Sanford Police Chief Bill Lee fired after Trayvon Martin case


The Florida police chief who faced heavy criticism for his officers’ failure to arrest the man who killed Trayvon Martin has been fired, Sanford city officials told the Los Angeles Times on Wednesday night.

Sanford Police Chief Bill Lee met with the city manager earlier in the day to discuss the terms of his employment, officials said.

“I have determined the police chief needs to have the trust and respect of the elected officials and the confidence of the entire community,” City Manager Norton Bonaparte said in a statement Wednesday night. “We need to move forward with a police chief that all the citizens of Sanford can support. I have come to this decision in light of the escalating divisiveness that has taken hold of the city.”

Lee took a leave of absence after Martin, an unarmed 17-year-old, was shot Feb. 26. George Zimmerman said he shot Martin in self-defense.

Lee offered to quit in April, but the City Council rejected his resignation on a 3-2 vote.

“Since February, the discussions have been whether it was feasible for him to come back and whether the city could move on, quote unquote, if he does come back,” Lonnie Groot, a lawyer from Lake Mary, Fla., who represents Sanford, told The Times just before he heard of Lee’s firing. “Everything that you [have] seen, read and heard since he stepped aside – that’s been the continuing conversation within the city.”

Lee will receive three months and one week’s worth of severance pay, in addition to any earned time off, officials said. The search for a new police chief will begin immediately.

Zimmerman, 28, a neighborhood watch volunteer in a gated community, had called police to report Martin as a suspicious person, then followed him. Martin was visiting the home of his father’s fiance, who also lives in the gated community, and had gone for a walk to buy Skittles and an iced tea.

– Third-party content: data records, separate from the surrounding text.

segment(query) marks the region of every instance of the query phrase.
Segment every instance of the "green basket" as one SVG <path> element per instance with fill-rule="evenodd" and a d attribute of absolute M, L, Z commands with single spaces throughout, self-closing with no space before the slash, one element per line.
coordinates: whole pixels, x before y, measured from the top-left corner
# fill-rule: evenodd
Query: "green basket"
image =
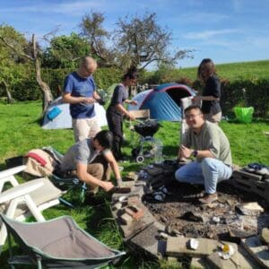
<path fill-rule="evenodd" d="M 236 115 L 236 118 L 244 123 L 251 123 L 253 117 L 254 108 L 252 107 L 249 108 L 234 108 L 234 113 Z"/>

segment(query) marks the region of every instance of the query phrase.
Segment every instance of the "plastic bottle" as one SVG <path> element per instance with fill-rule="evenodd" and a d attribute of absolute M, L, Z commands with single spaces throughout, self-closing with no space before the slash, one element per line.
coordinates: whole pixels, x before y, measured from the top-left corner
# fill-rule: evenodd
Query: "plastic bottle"
<path fill-rule="evenodd" d="M 154 148 L 154 162 L 162 163 L 162 143 L 160 139 L 155 140 Z"/>

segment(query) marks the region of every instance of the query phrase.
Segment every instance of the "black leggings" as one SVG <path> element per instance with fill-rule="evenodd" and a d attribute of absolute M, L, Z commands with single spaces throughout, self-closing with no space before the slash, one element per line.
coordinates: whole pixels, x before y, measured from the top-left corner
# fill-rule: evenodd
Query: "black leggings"
<path fill-rule="evenodd" d="M 122 160 L 121 147 L 123 143 L 123 117 L 114 111 L 107 111 L 107 119 L 109 131 L 112 132 L 114 139 L 112 152 L 117 161 Z"/>

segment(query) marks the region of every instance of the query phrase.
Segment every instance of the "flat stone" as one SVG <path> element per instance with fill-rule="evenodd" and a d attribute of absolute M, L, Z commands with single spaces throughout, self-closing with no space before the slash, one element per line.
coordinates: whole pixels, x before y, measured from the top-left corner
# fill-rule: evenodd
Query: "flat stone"
<path fill-rule="evenodd" d="M 261 266 L 269 267 L 268 246 L 261 242 L 259 236 L 244 239 L 241 245 Z"/>
<path fill-rule="evenodd" d="M 253 264 L 249 260 L 240 254 L 239 252 L 235 253 L 230 259 L 222 259 L 218 252 L 214 252 L 206 257 L 208 262 L 210 262 L 214 267 L 218 269 L 252 269 Z"/>
<path fill-rule="evenodd" d="M 265 243 L 269 244 L 269 229 L 268 228 L 264 228 L 262 230 L 261 239 Z"/>
<path fill-rule="evenodd" d="M 233 247 L 235 251 L 238 251 L 238 245 L 230 242 L 219 242 L 207 239 L 195 239 L 198 240 L 199 245 L 197 249 L 190 249 L 188 247 L 189 238 L 172 238 L 169 237 L 167 240 L 166 254 L 170 256 L 181 256 L 184 255 L 189 255 L 192 256 L 204 256 L 211 255 L 214 251 L 221 249 L 223 244 L 229 244 Z"/>
<path fill-rule="evenodd" d="M 166 241 L 158 240 L 159 230 L 163 230 L 164 226 L 155 221 L 127 240 L 126 244 L 143 249 L 152 257 L 159 259 L 160 254 L 164 256 L 166 249 Z"/>
<path fill-rule="evenodd" d="M 204 268 L 210 268 L 210 266 L 206 263 L 205 258 L 193 257 L 190 264 L 190 268 L 204 269 Z"/>
<path fill-rule="evenodd" d="M 122 224 L 126 225 L 126 226 L 131 226 L 131 223 L 133 221 L 133 218 L 127 214 L 127 213 L 123 213 L 120 217 L 120 221 Z"/>
<path fill-rule="evenodd" d="M 240 205 L 236 205 L 243 214 L 249 216 L 256 216 L 263 213 L 265 210 L 256 202 L 244 203 Z"/>
<path fill-rule="evenodd" d="M 246 231 L 246 230 L 242 230 L 230 229 L 230 230 L 229 230 L 229 235 L 231 238 L 236 238 L 238 239 L 240 239 L 249 238 L 251 236 L 254 236 L 255 234 L 253 232 L 249 232 L 249 231 Z"/>
<path fill-rule="evenodd" d="M 112 213 L 113 216 L 116 218 L 117 222 L 119 224 L 119 229 L 123 233 L 123 237 L 125 240 L 129 239 L 136 233 L 138 233 L 139 231 L 143 230 L 143 229 L 145 229 L 146 227 L 148 227 L 149 225 L 156 221 L 155 218 L 149 212 L 149 210 L 143 204 L 143 203 L 139 199 L 136 199 L 136 201 L 137 202 L 135 205 L 137 206 L 137 208 L 141 210 L 141 212 L 143 212 L 143 215 L 137 220 L 134 220 L 129 214 L 127 214 L 133 221 L 132 222 L 129 222 L 127 225 L 123 225 L 120 218 L 117 217 L 117 213 L 116 212 Z M 133 204 L 134 203 L 134 202 L 133 201 Z"/>

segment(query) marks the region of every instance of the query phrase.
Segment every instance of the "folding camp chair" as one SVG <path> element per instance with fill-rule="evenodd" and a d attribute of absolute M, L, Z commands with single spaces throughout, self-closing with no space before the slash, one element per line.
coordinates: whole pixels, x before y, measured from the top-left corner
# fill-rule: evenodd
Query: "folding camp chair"
<path fill-rule="evenodd" d="M 29 153 L 34 151 L 37 151 L 37 152 L 29 156 Z M 51 146 L 43 147 L 41 150 L 32 150 L 30 152 L 27 154 L 27 158 L 30 158 L 30 160 L 26 159 L 24 161 L 27 165 L 27 169 L 25 170 L 27 173 L 33 176 L 42 175 L 43 165 L 41 162 L 45 162 L 45 160 L 43 160 L 43 156 L 41 155 L 43 152 L 43 154 L 48 155 L 49 160 L 52 161 L 52 169 L 49 170 L 49 174 L 47 174 L 51 182 L 57 187 L 65 190 L 65 193 L 68 193 L 74 188 L 80 189 L 80 201 L 84 202 L 87 185 L 85 182 L 79 180 L 75 175 L 68 173 L 63 174 L 60 171 L 59 168 L 64 158 L 62 153 Z M 61 198 L 60 201 L 69 207 L 74 207 L 73 204 L 64 200 L 63 198 Z"/>
<path fill-rule="evenodd" d="M 8 217 L 23 221 L 32 214 L 38 221 L 45 221 L 41 212 L 59 204 L 63 194 L 46 178 L 34 179 L 19 185 L 14 174 L 22 171 L 20 166 L 0 172 L 0 213 Z M 3 192 L 4 186 L 10 183 L 13 187 Z M 0 225 L 0 252 L 6 239 L 6 229 Z"/>
<path fill-rule="evenodd" d="M 70 216 L 45 222 L 22 223 L 1 214 L 8 230 L 12 268 L 33 265 L 38 268 L 97 268 L 125 255 L 109 248 L 83 230 Z M 13 256 L 11 236 L 22 247 L 23 256 Z"/>

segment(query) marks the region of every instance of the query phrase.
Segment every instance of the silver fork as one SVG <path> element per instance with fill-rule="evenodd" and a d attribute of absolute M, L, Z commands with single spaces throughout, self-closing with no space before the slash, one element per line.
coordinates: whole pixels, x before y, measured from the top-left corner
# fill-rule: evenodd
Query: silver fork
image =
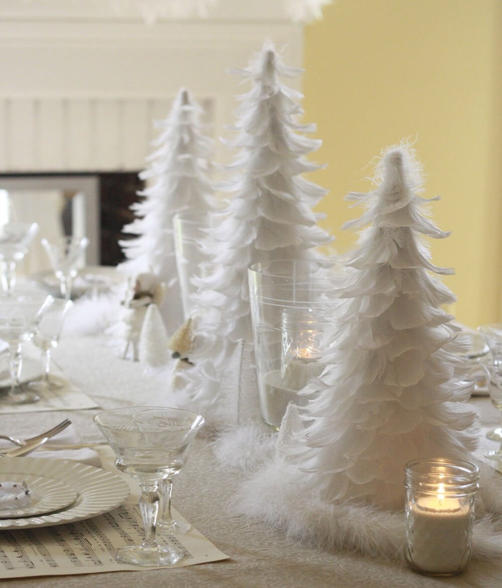
<path fill-rule="evenodd" d="M 5 439 L 7 441 L 11 441 L 16 445 L 23 447 L 25 445 L 30 445 L 32 443 L 36 443 L 37 441 L 43 439 L 45 437 L 48 439 L 51 437 L 54 437 L 54 435 L 56 435 L 58 433 L 61 433 L 61 431 L 64 430 L 69 425 L 71 425 L 71 421 L 68 419 L 65 419 L 64 420 L 61 421 L 61 423 L 56 425 L 55 427 L 52 427 L 52 429 L 49 429 L 48 431 L 45 431 L 44 433 L 41 433 L 40 435 L 36 435 L 35 437 L 30 437 L 29 439 L 18 439 L 17 437 L 11 437 L 9 435 L 0 435 L 0 439 Z M 1 450 L 0 450 L 0 452 L 1 452 Z"/>
<path fill-rule="evenodd" d="M 22 455 L 28 455 L 32 451 L 43 445 L 44 443 L 49 440 L 48 437 L 42 437 L 36 441 L 32 441 L 31 443 L 27 443 L 21 447 L 15 447 L 14 449 L 8 449 L 7 451 L 0 452 L 0 457 L 19 457 Z"/>

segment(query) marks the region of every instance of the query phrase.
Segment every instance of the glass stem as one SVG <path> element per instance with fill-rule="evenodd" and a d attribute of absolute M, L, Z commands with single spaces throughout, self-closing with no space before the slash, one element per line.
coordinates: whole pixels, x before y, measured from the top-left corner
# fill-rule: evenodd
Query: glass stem
<path fill-rule="evenodd" d="M 65 300 L 69 300 L 71 296 L 72 277 L 69 274 L 64 276 L 61 280 L 61 296 Z"/>
<path fill-rule="evenodd" d="M 2 289 L 8 296 L 10 295 L 16 283 L 16 262 L 14 261 L 2 262 Z"/>
<path fill-rule="evenodd" d="M 164 498 L 164 510 L 162 519 L 164 523 L 171 523 L 172 515 L 171 514 L 171 495 L 172 494 L 172 480 L 165 478 L 162 483 L 162 493 Z"/>
<path fill-rule="evenodd" d="M 155 530 L 162 495 L 158 491 L 158 484 L 157 482 L 154 484 L 140 482 L 139 486 L 141 488 L 141 496 L 138 504 L 145 529 L 143 546 L 155 547 L 158 544 L 155 540 Z"/>
<path fill-rule="evenodd" d="M 19 377 L 22 367 L 21 344 L 9 345 L 9 370 L 11 372 L 11 386 L 12 390 L 19 387 Z"/>

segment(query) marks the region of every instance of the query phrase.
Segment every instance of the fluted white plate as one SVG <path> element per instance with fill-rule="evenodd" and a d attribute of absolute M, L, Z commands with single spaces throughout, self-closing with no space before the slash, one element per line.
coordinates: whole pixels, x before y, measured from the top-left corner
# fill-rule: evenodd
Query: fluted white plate
<path fill-rule="evenodd" d="M 119 476 L 77 462 L 42 457 L 0 459 L 0 481 L 10 476 L 41 476 L 71 486 L 77 499 L 66 508 L 39 516 L 0 519 L 0 530 L 49 527 L 97 516 L 119 506 L 127 500 L 129 485 Z"/>
<path fill-rule="evenodd" d="M 25 476 L 24 474 L 12 474 L 8 480 L 2 476 L 1 482 L 22 483 L 26 482 L 29 489 L 30 503 L 16 509 L 2 508 L 0 502 L 0 518 L 12 519 L 14 517 L 29 516 L 32 514 L 45 514 L 59 510 L 74 502 L 77 497 L 75 488 L 66 482 L 38 476 Z"/>

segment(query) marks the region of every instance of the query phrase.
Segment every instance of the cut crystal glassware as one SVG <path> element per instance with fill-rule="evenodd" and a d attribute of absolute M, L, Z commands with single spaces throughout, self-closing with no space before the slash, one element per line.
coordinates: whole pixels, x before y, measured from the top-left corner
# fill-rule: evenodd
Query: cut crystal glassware
<path fill-rule="evenodd" d="M 0 267 L 2 289 L 10 295 L 16 282 L 16 265 L 28 253 L 38 232 L 36 222 L 8 222 L 0 225 Z"/>
<path fill-rule="evenodd" d="M 10 404 L 36 402 L 40 396 L 36 390 L 22 385 L 19 381 L 22 366 L 22 344 L 33 336 L 44 314 L 54 298 L 32 292 L 0 296 L 0 338 L 8 345 L 11 388 L 1 400 Z"/>
<path fill-rule="evenodd" d="M 82 254 L 89 245 L 87 237 L 63 237 L 51 242 L 42 239 L 56 277 L 59 280 L 61 296 L 66 300 L 71 298 L 71 287 L 78 268 L 82 265 Z"/>
<path fill-rule="evenodd" d="M 117 468 L 136 479 L 141 490 L 144 540 L 118 549 L 117 559 L 138 566 L 175 563 L 184 552 L 156 538 L 162 483 L 184 465 L 204 418 L 188 410 L 136 406 L 104 411 L 94 421 L 115 452 Z"/>

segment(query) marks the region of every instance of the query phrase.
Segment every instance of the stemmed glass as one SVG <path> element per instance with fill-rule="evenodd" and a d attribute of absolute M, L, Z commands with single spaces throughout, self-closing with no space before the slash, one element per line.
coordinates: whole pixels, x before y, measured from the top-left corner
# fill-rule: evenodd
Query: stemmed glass
<path fill-rule="evenodd" d="M 69 300 L 72 282 L 77 276 L 81 255 L 89 245 L 89 239 L 87 237 L 73 236 L 62 237 L 55 242 L 51 242 L 42 239 L 42 245 L 45 248 L 56 278 L 59 280 L 61 296 L 65 300 Z"/>
<path fill-rule="evenodd" d="M 501 413 L 502 422 L 502 365 L 488 359 L 480 360 L 480 364 L 486 375 L 486 385 L 491 403 Z M 498 449 L 485 452 L 484 456 L 489 459 L 502 461 L 502 440 Z"/>
<path fill-rule="evenodd" d="M 28 340 L 54 302 L 51 296 L 18 293 L 0 297 L 0 338 L 9 348 L 11 389 L 7 400 L 12 404 L 29 404 L 40 399 L 35 390 L 21 386 L 19 377 L 22 366 L 22 343 Z"/>
<path fill-rule="evenodd" d="M 491 323 L 478 327 L 485 343 L 488 345 L 493 358 L 494 366 L 502 366 L 502 323 Z M 481 363 L 481 362 L 480 362 Z M 484 368 L 486 372 L 486 368 Z M 486 385 L 490 388 L 488 378 Z M 490 395 L 491 396 L 491 395 Z M 492 441 L 502 442 L 502 427 L 497 427 L 486 433 L 486 436 Z"/>
<path fill-rule="evenodd" d="M 117 559 L 139 566 L 175 563 L 184 552 L 159 544 L 155 537 L 162 498 L 159 488 L 162 480 L 184 465 L 204 418 L 177 409 L 131 407 L 105 410 L 97 415 L 94 421 L 115 452 L 117 467 L 137 480 L 141 489 L 143 542 L 117 550 Z"/>
<path fill-rule="evenodd" d="M 58 346 L 65 317 L 72 306 L 71 300 L 54 299 L 37 325 L 32 340 L 42 350 L 44 375 L 41 379 L 29 383 L 32 390 L 39 392 L 56 390 L 64 385 L 61 382 L 50 377 L 51 351 Z"/>
<path fill-rule="evenodd" d="M 38 232 L 36 222 L 8 222 L 0 225 L 0 265 L 2 289 L 11 295 L 16 281 L 16 264 L 28 253 L 29 244 Z"/>
<path fill-rule="evenodd" d="M 188 416 L 187 413 L 188 412 Z M 147 430 L 159 430 L 161 428 L 167 429 L 168 434 L 171 435 L 173 439 L 177 439 L 178 436 L 182 438 L 185 435 L 182 427 L 184 423 L 191 418 L 191 415 L 194 414 L 187 410 L 178 410 L 177 409 L 151 409 L 142 412 L 137 415 L 135 418 L 138 423 L 140 428 L 143 426 L 145 432 Z M 202 419 L 202 417 L 200 417 Z M 195 421 L 199 423 L 199 421 Z M 198 428 L 204 424 L 204 419 L 202 423 L 197 425 Z M 156 427 L 156 428 L 155 428 Z M 181 427 L 180 432 L 175 433 L 174 430 L 177 427 Z M 193 436 L 194 437 L 195 435 Z M 193 437 L 191 437 L 190 443 Z M 169 439 L 166 439 L 168 443 L 171 442 Z M 190 449 L 190 445 L 186 447 L 186 452 Z M 182 459 L 178 459 L 180 465 L 177 468 L 173 468 L 170 472 L 170 475 L 164 477 L 162 483 L 162 512 L 159 519 L 158 526 L 162 531 L 165 531 L 171 534 L 181 534 L 187 533 L 192 528 L 191 524 L 188 523 L 184 523 L 180 520 L 175 520 L 172 517 L 171 512 L 171 497 L 172 493 L 172 476 L 179 473 L 181 466 L 184 465 L 186 461 L 187 455 L 185 455 Z"/>

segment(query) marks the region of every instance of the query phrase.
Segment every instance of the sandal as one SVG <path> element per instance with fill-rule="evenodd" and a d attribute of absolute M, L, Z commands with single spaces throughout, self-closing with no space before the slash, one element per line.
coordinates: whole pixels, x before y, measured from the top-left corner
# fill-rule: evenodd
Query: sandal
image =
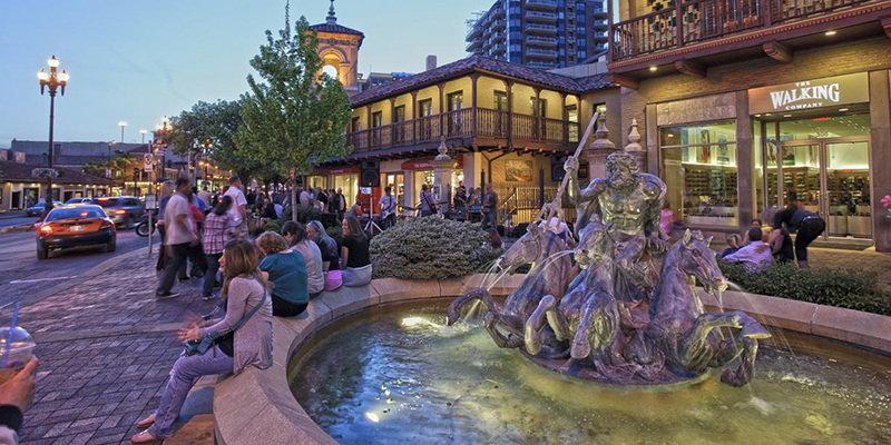
<path fill-rule="evenodd" d="M 133 442 L 134 444 L 151 444 L 158 441 L 159 438 L 153 436 L 151 433 L 149 433 L 148 431 L 144 431 L 130 437 L 130 442 Z"/>
<path fill-rule="evenodd" d="M 139 423 L 136 424 L 136 427 L 145 429 L 145 428 L 148 428 L 149 426 L 151 426 L 154 424 L 155 424 L 155 415 L 153 414 L 153 415 L 139 421 Z"/>

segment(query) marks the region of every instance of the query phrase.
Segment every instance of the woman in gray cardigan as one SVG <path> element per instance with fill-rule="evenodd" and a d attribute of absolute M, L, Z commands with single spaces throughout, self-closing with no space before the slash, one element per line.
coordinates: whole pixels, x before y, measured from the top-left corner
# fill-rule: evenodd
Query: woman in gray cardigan
<path fill-rule="evenodd" d="M 222 319 L 194 324 L 180 329 L 177 338 L 193 342 L 209 334 L 226 334 L 242 318 L 263 306 L 233 335 L 223 335 L 213 348 L 202 355 L 182 355 L 174 364 L 170 379 L 164 389 L 155 414 L 139 422 L 137 426 L 148 428 L 130 439 L 135 444 L 151 443 L 174 435 L 174 421 L 186 400 L 195 380 L 205 375 L 232 372 L 236 376 L 249 366 L 266 369 L 272 366 L 272 298 L 268 283 L 260 275 L 260 255 L 247 240 L 235 239 L 226 243 L 221 269 L 226 275 L 223 284 L 223 300 L 226 301 L 226 316 Z"/>

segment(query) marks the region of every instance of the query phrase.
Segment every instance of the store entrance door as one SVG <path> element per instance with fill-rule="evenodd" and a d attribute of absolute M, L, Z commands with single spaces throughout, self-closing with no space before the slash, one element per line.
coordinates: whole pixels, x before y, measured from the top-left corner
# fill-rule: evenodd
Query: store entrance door
<path fill-rule="evenodd" d="M 781 208 L 794 197 L 826 221 L 824 239 L 872 239 L 868 138 L 781 142 L 770 176 Z"/>

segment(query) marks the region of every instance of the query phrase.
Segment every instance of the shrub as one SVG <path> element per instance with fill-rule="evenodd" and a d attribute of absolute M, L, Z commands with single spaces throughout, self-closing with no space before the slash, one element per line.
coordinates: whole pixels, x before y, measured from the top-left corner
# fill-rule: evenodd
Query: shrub
<path fill-rule="evenodd" d="M 371 240 L 375 278 L 443 279 L 480 269 L 497 256 L 480 225 L 435 216 L 398 224 Z"/>
<path fill-rule="evenodd" d="M 721 270 L 745 291 L 891 315 L 891 295 L 879 286 L 878 276 L 856 269 L 801 270 L 794 263 L 774 263 L 761 274 L 740 264 L 719 261 Z"/>

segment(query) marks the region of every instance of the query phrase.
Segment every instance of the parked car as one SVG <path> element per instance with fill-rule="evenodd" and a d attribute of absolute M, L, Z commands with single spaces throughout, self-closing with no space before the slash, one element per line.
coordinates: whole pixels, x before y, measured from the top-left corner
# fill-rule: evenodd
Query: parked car
<path fill-rule="evenodd" d="M 47 259 L 50 250 L 102 246 L 117 248 L 115 222 L 105 209 L 94 205 L 53 207 L 37 227 L 37 259 Z"/>
<path fill-rule="evenodd" d="M 121 196 L 115 198 L 97 198 L 94 204 L 101 206 L 105 214 L 118 226 L 127 228 L 134 227 L 146 211 L 139 198 L 134 196 Z"/>
<path fill-rule="evenodd" d="M 70 206 L 72 204 L 91 204 L 91 202 L 92 202 L 92 198 L 71 198 L 71 199 L 65 201 L 65 205 L 66 206 Z"/>
<path fill-rule="evenodd" d="M 61 201 L 52 201 L 52 207 L 61 206 Z M 43 215 L 43 210 L 46 210 L 46 202 L 41 199 L 39 202 L 33 205 L 33 207 L 28 207 L 25 209 L 25 214 L 28 216 L 40 216 Z"/>

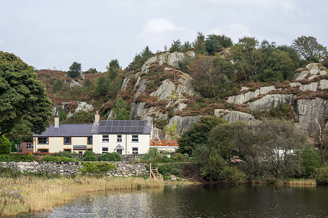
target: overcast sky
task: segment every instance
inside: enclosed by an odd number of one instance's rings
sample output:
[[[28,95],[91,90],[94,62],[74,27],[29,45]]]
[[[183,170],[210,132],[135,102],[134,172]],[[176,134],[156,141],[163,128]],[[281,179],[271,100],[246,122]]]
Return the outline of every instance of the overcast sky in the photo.
[[[146,46],[153,52],[198,31],[290,45],[312,36],[328,46],[328,1],[305,0],[1,0],[0,51],[38,69],[104,71],[126,67]]]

A confrontation ensued and Zimmerman fatally shot Martin. Police took Zimmerman to the station that night but did not arrest him.

After a nationwide uproar, Florida Gov. Rick Scott appointed a special prosecutor, who charged Zimmerman with second-degree murder in April. He was arrested April 11, and had been free on $150,000 bail. He was rearrested June 3, when the judge learned he and his wife had lied about their finances during a bond hearing.

Shellie Zimmerman had testified that they had little money, but it was later revealed that a website George Zimmerman set up to receive donations had raised more than $200,000.

She has been charged with perjury and is free on bond. Her husband remains behind bars.